Let \(X = (X_{1}, X_{2})\) be a random vector. We have
\(\mathrm{Cov}(X_{1}, X_{2}) = \mathbb{E}(X_{1}X_{2}) - \mathbb{E}(X_{1})\mathbb{E}(X_{2})\);
\(\mathrm{Cov}(X_{1}, X_{2}) = \mathrm{Cov}(X_{2}, X_{1})\);
\(\mathrm{Cov}(X_{1} + \lambda Y_{1}, X_{2}) = \mathrm{Cov}(X_{1}, X_{2}) + \lambda \mathrm{Cov}(Y_{1}, X_{2})\).
We find the result by expanding the product in the definition of the covariance.
Using point 1. and the commutativity of multiplication.
Using point 1. and the linearity of expectation.
Estimation
In practice, we do not have perfect knowledge of our random vectors, but only some of their realizations (called samples).
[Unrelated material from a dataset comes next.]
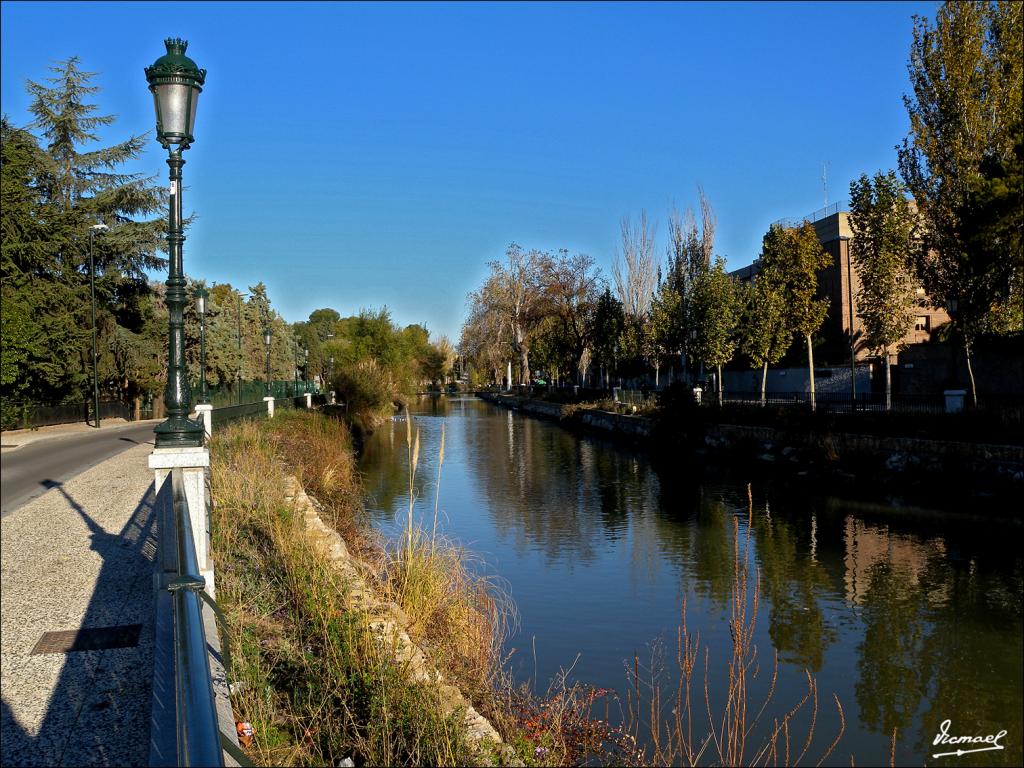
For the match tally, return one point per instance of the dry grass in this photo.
(314, 683)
Let \(x_{1}, \dots, x_{n}\) be \(n\) independent realizations of a random vector \(X\) with mean \(\mu\) and variance \(\Sigma\).
The estimator of the mean \(\mu\) is given by \[\widehat{\mu} = \overline{X} \coloneqq \frac{1}{n} \sum_{i = 1}^{n} x_i.\]
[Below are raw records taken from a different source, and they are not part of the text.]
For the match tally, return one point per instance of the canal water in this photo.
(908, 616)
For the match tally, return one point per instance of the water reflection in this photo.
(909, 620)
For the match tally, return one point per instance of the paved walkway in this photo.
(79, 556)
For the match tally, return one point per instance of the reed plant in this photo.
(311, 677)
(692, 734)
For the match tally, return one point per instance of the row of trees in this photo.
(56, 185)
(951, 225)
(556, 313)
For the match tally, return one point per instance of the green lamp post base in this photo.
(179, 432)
The estimator of the variance \(\Sigma\) is given by \[\widehat{\Sigma} \coloneqq \frac{1}{n - 1}\sum_{i = 1}^{n} (x_i - \widehat{\mu})(x_i - \widehat{\mu})^\top.\]
Why do we divide this sum by \(n -1\) and not by \(n\) to estimate the variance? If we divide by \(n\), \(\widehat{\Sigma}\) is a biased estimator of the variance. Indeed, we must take into account that we are using a biased estimator of the mean in the variance estimator and therefore correct for this estimate.
Let \(D = \{\text{diag}(\widehat{\Sigma})\}^{1/2}\) be the matrix of standard deviations calculated on the sample. We can estimate the correlation matrix on the sample by \[\widehat{R} = D^{-1} \widehat{\Sigma} D^{-1}.\]
References
Delmas, Jean-François. 2013. Introduction au calcul des probabilités et à la statistique : exercices, problèmes et corrections (2e édition). Les Presses de l’ENSTA.
Wasserman, Larry. 2010. All of Statistics: A Concise Course in Statistical Inference. Springer Publishing Company, Incorporated.